MergeStreams (core/stream.go:113-130) uses internal goroutines for the multi-producer case. All other combinators are pure closures.

When a producer is faster than a consumer, NewBufferedStream (core/stream.go:230-255) absorbs bursts via a bounded internal channel. The buffer capacity is explicit — there is no unbounded growth:

import (
"context"
"fmt"
"github.com/lookatitude/beluga-ai/core"
)
func bufferExample[T any](ctx context.Context, src core.Stream[T]) error {
bs := core.NewBufferedStream(ctx, src, 64) // 64-event buffer
for event, err := range bs.Iter() {
if err != nil {
return fmt.Errorf("buffered stream: %w", err)
}
_ = event
}
return nil
}

FlowController (core/stream.go:285-295) provides explicit acquire/release semaphore-style backpressure for producers that need to pause, not buffer.
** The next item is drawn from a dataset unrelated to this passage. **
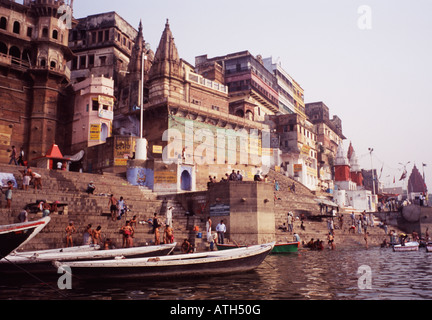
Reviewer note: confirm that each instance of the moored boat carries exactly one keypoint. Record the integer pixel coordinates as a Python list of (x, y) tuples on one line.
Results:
[(288, 247), (186, 265), (42, 262), (52, 251), (409, 246), (17, 235)]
Runnable is the interface every component that processes data implements.

Source: core/runnable.go:15-22

// core/runnable.go:15-22
type Runnable interface {
Invoke(ctx context.Context, input any, opts ...Option) (any, error)
Stream(ctx context.Context, input any, opts ...Option) iter.Seq2[any, error]
}

LLM, Tool, Agent, Retriever, PromptTemplate — all implement Runnable so they can be composed:

import (
"context"
"fmt"
"github.com/lookatitude/beluga-ai/core"
)
func pipeExample(ctx context.Context, retriever, promptBuild, llm core.Runnable) error {
chain := core.Pipe(retriever, core.Pipe(promptBuild, llm))
for val, err := range chain.Stream(ctx, "what is the refund policy?") {
if err != nil {
return fmt.Errorf("chain: %w", err)
}
_ = val
}
return nil
}

core.Pipe (core/runnable.go:26-28) is the sequential combinator. It invokes a, passes the result to b, and streams b’s output. core.Parallel (core/runnable.go:64-66) fans out to N runnables concurrently and collects results.

Invoke is a convenience wrapper — it calls Stream internally and returns the last non-error value. Middleware and hooks attach to Stream; Invoke delegates. Never implement Invoke without implementing Stream.

  • Storing ctx in a struct field. Pass it per call. See Context.
  • Returning early from range without a break. Go handles the teardown, but returning an error from inside the loop while ignoring the remaining events can mask the stream’s terminal error. Read the loop to completion when you need the full result.
  • Using channels in a public return type. Return core.Stream[T]. Channels belong inside your implementation as synchronization primitives, not in the API. See C-004 and C-005 in .wiki/corrections.md.
  • Implementing Invoke without Stream. Middleware attaches to Stream; calling Invoke on a type that fakes it breaks middleware and hook chains.